If you have access to Netflix Instant movies, check out these three documentaries. I bet you'll enjoy them as I did!
All images from Netflix; click the images for more information on their website.
The Wildest Dream
Awhile back, I read the book Paths of Glory by Jeffrey Archer. It's a novel based on the true story of George Mallory.
Mallory tried to climb Mount Everest long before Sir Edmund Hillary successfully conquered the peak. Mallory died close to the top of the mountain, but no one knows for sure whether or not he made it to the top before falling to his death.
I really enjoyed the book, and have been fascinated with Everest ever since. When I came across this documentary, I knew I wanted to watch it. It's about Conrad Anker, an Englishman who wanted to attempt to climb Everest without fancy equipment, just as George Mallory attempted, to see if it can be done.
Anker is interviewed throughout the movie, so we know he survived his quest...but we don't know if he succeeded until near the end. If you enjoy suspenseful, real-life adventure stories, check out The Wildest Dream.
God Grew Tired of Us
I was ignorant regarding Sudan until I watched this movie. I didn't know about the thousands of boys who fled Sudan during its civil war (1993-2005), many of them ending up in refugee camps (and many of them dying along the way.) They are called the Lost Boys of Sudan.
God Grew Tired of Us is about several of these boys--now young men--who immigrate to America. They have to learn to use electricity...how to handle requests for money from refugees back at the camp...how to survive in a place where both wages and expenses are ridiculously high compared to where they'd lived in Africa.
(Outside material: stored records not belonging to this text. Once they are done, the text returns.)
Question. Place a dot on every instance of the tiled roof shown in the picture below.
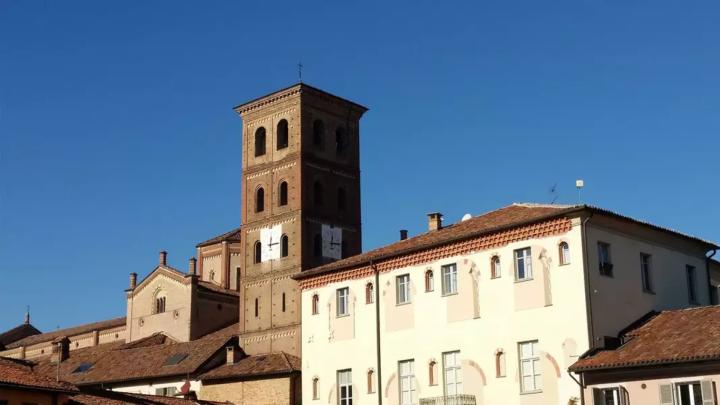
(256, 365)
(20, 373)
(512, 216)
(670, 337)
(75, 330)
(19, 332)
(233, 236)
(116, 362)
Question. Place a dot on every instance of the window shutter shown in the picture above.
(708, 391)
(666, 396)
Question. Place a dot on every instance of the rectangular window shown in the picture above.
(343, 295)
(344, 387)
(449, 273)
(523, 264)
(452, 373)
(530, 380)
(692, 293)
(408, 394)
(646, 271)
(402, 288)
(604, 260)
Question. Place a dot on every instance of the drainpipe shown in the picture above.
(377, 330)
(707, 272)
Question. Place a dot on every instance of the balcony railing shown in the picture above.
(449, 400)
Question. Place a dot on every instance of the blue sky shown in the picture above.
(118, 139)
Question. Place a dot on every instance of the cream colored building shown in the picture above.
(490, 310)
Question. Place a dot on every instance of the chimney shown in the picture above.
(192, 265)
(434, 221)
(60, 349)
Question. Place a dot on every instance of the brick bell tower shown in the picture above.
(301, 205)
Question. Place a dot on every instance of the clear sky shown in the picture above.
(118, 139)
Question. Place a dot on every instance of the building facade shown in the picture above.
(490, 310)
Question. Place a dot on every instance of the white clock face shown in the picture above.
(332, 241)
(270, 243)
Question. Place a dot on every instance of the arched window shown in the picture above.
(260, 141)
(500, 363)
(340, 140)
(282, 193)
(315, 304)
(429, 281)
(431, 372)
(284, 246)
(316, 389)
(317, 245)
(564, 253)
(319, 134)
(258, 251)
(342, 202)
(282, 135)
(318, 192)
(260, 200)
(369, 293)
(495, 271)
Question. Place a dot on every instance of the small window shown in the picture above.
(319, 134)
(531, 379)
(449, 279)
(260, 142)
(258, 252)
(402, 289)
(692, 292)
(564, 252)
(317, 245)
(604, 259)
(318, 192)
(282, 135)
(495, 269)
(369, 293)
(315, 304)
(646, 271)
(260, 200)
(343, 301)
(429, 281)
(284, 246)
(341, 199)
(282, 194)
(523, 264)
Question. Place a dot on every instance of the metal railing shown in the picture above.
(462, 399)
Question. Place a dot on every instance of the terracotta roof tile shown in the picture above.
(19, 373)
(671, 337)
(256, 365)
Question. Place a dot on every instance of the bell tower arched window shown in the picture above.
(260, 141)
(282, 135)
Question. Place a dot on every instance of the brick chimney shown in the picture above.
(60, 349)
(434, 221)
(192, 266)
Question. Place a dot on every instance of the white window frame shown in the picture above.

Watching their adjustment to America is fascinating, and watching their hard-fought successes is inspiring.
By the way, don't let the name fool you; this is not a move that is antagonistic toward people of faith. Watch this one if you want to see both Africa and America from a different point of view.
National Geographic: Inside North Korea
A few years ago, Lisa Ling traveled to North Korea with a cataract surgeon who went there to give sight to the blind. (There is very little medical care in North Korea.) Ling pretended to be a nurse, but was actually there to document the real North Korea, one of the most secretive and oppressive countries in the world.
The whole movie is eye-opening, sad, and fascinating; and the last scene is positively chilling. I'm horrified that this country has nuclear weapons now.
Inside North Korea is only 50 minutes long, and I hope you'll be able to watch it. (When you're done, you might like to watch Kimjongilia, a 73-minute documentary about the oppressive regimes of Kim Jong Il and his father, and about people who have successfully escaped North Korea.)
If you watch any of these documentaries, be sure to let me know what you think!
Disclosure: These are unpaid reviews of movies I just felt like watching.